Terry Reedy writes:
On 7/27/2015 11:21 AM, MRAB wrote:
Also, if you "add one year" to 29 February 2016, what date do you get?
I believe the 'conventional' answer is 1 March 2017. That is also 1 Mar 2016 + 1 year. 1 March 2017 - 1 year would be 1 Mar 2016. Leap days get cheated.
I doubt there is a *single* "conventional" answer. With respect to *calendar* years, I suspect that more children born on February 29 celebrate their birthdays on February 28 than on March 1.
Another angle: I would imagine that a "real" conversation would go something like "A: Let's meet one year from today." "B: Today's the 29th, you know. How about the 28th?" If it wasn't mentioned, and one arrived on the 28th, and another on the 1st, we'd consider that a comedy, not one person's error of calculation according to "conventional" rules.
I suspect that what you are calling "conventional" is actually due to observing the cognitive bias called "substitution" (of a solvable problem for an insoluble one). That is, the problem of "computing the date 1 timedelta year later" is substituted for the problem of "computing the calendar date 1 year later".

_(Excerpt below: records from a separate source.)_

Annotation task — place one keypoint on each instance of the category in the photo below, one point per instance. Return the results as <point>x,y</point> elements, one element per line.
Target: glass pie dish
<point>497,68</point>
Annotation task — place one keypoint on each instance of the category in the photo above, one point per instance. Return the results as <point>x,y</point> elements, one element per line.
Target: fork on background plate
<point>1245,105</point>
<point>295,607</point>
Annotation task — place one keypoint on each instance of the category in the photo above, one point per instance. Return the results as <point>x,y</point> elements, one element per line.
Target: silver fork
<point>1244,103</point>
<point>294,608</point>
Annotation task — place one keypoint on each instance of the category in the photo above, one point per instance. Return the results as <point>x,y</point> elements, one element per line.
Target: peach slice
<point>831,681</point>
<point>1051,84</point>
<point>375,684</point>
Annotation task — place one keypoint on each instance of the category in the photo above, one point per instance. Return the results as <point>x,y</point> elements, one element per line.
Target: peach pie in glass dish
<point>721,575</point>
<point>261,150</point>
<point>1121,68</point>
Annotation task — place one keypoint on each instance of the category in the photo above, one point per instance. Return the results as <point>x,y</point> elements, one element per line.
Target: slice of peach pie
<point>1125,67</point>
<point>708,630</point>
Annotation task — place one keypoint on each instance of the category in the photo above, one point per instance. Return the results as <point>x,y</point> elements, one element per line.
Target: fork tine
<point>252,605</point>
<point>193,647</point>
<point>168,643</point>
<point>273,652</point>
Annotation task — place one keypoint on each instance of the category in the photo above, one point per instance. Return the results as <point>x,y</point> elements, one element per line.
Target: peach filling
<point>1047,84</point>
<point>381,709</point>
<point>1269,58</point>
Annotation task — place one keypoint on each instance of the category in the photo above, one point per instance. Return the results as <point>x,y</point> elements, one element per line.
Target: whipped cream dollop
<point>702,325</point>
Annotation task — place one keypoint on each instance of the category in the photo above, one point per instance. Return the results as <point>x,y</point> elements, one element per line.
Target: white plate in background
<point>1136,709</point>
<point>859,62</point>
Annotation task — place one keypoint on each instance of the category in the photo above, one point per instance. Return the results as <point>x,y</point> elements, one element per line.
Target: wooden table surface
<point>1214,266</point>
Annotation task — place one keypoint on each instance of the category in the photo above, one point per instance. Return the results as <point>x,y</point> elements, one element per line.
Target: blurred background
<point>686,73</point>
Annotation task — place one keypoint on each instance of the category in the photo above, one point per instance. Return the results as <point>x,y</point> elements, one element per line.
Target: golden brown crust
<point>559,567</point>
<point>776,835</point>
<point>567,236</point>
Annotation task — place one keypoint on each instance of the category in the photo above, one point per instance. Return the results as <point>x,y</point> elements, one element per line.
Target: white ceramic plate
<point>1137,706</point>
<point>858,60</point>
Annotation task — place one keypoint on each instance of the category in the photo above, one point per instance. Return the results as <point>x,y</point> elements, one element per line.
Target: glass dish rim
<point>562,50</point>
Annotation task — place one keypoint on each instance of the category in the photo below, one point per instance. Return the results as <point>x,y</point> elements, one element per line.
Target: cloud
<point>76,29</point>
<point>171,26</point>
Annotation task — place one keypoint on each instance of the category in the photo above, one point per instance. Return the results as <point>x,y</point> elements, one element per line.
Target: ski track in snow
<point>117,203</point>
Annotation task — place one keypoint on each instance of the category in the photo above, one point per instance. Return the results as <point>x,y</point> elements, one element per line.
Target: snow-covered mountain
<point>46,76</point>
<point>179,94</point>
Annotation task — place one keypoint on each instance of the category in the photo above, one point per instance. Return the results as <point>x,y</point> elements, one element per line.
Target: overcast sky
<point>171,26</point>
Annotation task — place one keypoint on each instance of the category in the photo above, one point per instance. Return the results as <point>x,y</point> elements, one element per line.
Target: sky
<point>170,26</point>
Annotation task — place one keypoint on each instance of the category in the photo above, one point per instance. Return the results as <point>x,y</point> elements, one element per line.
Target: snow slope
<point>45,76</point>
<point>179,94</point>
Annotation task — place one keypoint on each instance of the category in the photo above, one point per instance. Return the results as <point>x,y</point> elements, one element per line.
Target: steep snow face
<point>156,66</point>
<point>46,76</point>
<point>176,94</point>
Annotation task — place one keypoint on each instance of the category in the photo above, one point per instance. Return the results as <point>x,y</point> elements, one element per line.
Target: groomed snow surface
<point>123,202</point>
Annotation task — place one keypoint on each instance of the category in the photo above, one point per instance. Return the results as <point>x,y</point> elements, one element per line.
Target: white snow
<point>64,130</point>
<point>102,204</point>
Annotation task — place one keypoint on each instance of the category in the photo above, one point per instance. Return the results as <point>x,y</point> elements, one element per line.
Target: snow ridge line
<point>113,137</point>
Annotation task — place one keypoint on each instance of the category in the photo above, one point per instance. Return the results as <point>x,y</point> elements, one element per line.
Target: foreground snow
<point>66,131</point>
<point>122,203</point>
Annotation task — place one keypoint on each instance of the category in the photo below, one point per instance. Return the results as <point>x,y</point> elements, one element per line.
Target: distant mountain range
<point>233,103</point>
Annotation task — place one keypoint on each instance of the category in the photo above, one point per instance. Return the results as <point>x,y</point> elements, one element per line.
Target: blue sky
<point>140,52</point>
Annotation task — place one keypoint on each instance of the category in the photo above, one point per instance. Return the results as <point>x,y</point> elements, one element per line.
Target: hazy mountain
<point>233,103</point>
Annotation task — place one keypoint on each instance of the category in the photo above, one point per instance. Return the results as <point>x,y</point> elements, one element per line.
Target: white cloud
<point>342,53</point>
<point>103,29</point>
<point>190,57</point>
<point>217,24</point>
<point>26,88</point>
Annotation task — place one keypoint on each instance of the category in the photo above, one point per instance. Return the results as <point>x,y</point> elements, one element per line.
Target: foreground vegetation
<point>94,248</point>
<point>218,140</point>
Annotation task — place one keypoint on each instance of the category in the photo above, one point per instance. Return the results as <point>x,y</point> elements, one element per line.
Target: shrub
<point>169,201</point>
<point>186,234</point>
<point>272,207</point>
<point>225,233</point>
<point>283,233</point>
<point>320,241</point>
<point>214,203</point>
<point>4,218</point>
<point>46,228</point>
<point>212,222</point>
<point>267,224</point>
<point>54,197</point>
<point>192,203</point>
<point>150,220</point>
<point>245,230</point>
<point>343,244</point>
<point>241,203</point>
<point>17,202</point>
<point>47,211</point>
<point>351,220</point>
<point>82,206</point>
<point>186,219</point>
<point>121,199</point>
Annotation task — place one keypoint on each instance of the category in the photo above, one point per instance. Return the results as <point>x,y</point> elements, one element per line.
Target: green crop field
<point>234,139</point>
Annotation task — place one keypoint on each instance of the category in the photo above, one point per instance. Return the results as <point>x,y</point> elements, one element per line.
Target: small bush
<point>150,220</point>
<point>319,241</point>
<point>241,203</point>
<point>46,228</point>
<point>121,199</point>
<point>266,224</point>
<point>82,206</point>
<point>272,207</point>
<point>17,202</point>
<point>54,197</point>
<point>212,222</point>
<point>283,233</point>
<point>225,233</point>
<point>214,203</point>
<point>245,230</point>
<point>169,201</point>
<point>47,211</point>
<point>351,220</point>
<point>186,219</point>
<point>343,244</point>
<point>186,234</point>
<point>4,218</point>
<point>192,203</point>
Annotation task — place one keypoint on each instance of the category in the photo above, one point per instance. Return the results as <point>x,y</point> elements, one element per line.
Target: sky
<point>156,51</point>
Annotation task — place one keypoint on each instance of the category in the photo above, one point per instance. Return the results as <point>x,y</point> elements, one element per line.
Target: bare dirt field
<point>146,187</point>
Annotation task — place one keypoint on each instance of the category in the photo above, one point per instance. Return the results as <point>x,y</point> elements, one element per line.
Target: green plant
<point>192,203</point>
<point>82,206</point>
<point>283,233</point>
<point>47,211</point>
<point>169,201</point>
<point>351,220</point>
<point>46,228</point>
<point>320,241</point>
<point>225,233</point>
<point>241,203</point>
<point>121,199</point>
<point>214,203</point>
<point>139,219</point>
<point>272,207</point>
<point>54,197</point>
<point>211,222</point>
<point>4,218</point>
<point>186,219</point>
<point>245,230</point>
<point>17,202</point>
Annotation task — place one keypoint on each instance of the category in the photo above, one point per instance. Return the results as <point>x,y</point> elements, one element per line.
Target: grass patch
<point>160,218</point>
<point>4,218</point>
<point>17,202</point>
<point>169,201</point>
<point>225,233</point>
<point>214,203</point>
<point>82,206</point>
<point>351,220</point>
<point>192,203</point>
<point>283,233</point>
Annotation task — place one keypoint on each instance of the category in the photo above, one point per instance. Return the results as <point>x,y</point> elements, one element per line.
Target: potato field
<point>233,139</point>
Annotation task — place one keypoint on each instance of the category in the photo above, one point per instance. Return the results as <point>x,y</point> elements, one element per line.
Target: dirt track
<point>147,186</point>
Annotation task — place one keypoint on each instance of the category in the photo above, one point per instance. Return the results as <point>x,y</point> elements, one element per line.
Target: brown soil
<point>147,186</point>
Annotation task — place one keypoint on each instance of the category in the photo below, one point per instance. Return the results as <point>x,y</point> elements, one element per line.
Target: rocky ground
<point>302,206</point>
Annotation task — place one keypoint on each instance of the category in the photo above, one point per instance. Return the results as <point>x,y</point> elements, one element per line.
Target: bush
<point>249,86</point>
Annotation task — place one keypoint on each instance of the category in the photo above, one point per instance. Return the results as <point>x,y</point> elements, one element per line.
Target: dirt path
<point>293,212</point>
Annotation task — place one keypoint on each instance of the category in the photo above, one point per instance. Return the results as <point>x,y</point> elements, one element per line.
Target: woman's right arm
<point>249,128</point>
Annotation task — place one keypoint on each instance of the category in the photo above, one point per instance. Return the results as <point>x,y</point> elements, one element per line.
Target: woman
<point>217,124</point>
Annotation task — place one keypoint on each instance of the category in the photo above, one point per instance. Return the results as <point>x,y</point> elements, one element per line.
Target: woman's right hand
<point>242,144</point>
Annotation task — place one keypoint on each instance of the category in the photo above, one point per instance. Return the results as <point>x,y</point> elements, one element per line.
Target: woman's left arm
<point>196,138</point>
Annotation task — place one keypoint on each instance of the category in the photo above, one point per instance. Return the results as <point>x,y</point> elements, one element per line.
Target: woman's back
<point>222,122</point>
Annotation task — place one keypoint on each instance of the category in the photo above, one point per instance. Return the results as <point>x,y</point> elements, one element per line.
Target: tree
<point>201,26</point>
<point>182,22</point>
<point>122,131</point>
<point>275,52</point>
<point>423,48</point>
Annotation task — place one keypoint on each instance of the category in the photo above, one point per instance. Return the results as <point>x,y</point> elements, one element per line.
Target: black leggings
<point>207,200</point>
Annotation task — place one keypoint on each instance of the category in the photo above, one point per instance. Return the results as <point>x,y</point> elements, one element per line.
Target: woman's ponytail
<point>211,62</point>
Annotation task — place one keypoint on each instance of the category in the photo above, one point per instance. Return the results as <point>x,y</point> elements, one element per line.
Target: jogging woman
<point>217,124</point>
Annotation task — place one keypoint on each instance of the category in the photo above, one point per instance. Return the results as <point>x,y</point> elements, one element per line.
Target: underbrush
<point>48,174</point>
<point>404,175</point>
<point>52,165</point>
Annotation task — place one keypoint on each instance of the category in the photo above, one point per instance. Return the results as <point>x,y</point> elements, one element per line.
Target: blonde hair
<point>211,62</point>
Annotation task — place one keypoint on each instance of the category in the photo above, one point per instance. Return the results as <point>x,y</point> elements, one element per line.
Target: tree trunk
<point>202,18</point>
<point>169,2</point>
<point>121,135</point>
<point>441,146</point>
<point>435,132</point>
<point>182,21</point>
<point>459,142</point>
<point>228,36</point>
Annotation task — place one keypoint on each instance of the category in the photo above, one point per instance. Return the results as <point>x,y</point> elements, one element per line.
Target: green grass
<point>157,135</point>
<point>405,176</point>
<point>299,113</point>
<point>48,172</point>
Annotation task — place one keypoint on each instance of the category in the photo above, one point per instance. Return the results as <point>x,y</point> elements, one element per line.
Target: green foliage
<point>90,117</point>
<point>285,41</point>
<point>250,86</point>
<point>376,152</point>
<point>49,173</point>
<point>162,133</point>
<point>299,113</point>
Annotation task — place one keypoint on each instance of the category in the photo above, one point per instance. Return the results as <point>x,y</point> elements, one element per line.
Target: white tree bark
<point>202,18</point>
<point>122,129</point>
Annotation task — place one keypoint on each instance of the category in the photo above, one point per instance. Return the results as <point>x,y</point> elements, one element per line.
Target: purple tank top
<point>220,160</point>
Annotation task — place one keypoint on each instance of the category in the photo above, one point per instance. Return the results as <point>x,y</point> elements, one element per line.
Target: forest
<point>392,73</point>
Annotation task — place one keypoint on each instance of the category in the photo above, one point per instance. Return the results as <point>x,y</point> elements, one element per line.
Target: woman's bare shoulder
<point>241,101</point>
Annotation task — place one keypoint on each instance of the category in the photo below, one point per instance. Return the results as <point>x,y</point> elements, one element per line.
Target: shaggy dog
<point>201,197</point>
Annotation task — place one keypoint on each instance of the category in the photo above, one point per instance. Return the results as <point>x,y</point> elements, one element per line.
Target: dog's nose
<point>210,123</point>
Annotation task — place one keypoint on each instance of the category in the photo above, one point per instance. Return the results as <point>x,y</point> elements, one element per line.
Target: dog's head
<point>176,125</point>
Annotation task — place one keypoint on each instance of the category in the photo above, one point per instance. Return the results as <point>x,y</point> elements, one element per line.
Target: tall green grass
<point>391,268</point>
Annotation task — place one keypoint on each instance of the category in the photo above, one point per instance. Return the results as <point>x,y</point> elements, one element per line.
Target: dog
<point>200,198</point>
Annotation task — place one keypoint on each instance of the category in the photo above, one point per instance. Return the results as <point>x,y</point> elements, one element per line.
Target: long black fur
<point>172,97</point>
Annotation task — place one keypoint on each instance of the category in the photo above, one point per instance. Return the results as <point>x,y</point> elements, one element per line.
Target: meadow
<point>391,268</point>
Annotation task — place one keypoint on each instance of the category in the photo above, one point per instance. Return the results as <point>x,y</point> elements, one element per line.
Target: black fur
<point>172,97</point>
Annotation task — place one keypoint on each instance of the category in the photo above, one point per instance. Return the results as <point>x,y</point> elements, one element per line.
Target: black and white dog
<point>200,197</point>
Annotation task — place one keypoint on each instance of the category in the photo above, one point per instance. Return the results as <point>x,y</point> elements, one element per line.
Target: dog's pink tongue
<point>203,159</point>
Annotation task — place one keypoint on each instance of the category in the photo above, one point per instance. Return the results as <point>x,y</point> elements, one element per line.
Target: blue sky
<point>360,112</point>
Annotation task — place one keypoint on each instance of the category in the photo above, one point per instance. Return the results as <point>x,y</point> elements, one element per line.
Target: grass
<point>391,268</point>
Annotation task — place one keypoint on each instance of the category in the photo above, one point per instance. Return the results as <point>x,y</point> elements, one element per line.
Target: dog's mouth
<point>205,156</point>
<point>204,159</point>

But that's inappropriate, because these are two different use cases. Calendar time is for coordination, such as birthday parties, and timedelta time is for process control, such as venting nuclear reactors. Of course timedelta can be considered as a calendar by assigning a place and an epoch, and it's convenient to assign one more or less consistent with the "consensus calendar" in some "reasonable" place. Eg, UTC as a calendar is approximately the calendar in London. But this is fundamentally arbitrary. Consider the events that define "Easter Sunday".
In this framework, I suppose one could characterize datetimes as allowing "simple calculations with time intervals suitable for people who don't hold meetings at 1:30am and who don't have birthdays or wedding anniversaries on Feb 29, and are not separated from important events by astronomical distances, nor likely to move at speeds greater than 0.01% of the speed of light before the event happens". Ie, almost all of us almost all of the time.
I'm completely satisfied by Tim's answers and think "almost all" is good enough for the stdlib for now. If a separate module that actually succeeds in eliminating the discrepancies between datetime and calendar time as required by "coordinating process control time" with human requirements for "simultaneous presence at meetings", I'd be for including that calendar module in the stdlib, and deprecating datetime. But *elimination* is a high bar, and I think the stdlib would have to be backward-compatible if it fails that criterion (probably by including both modules).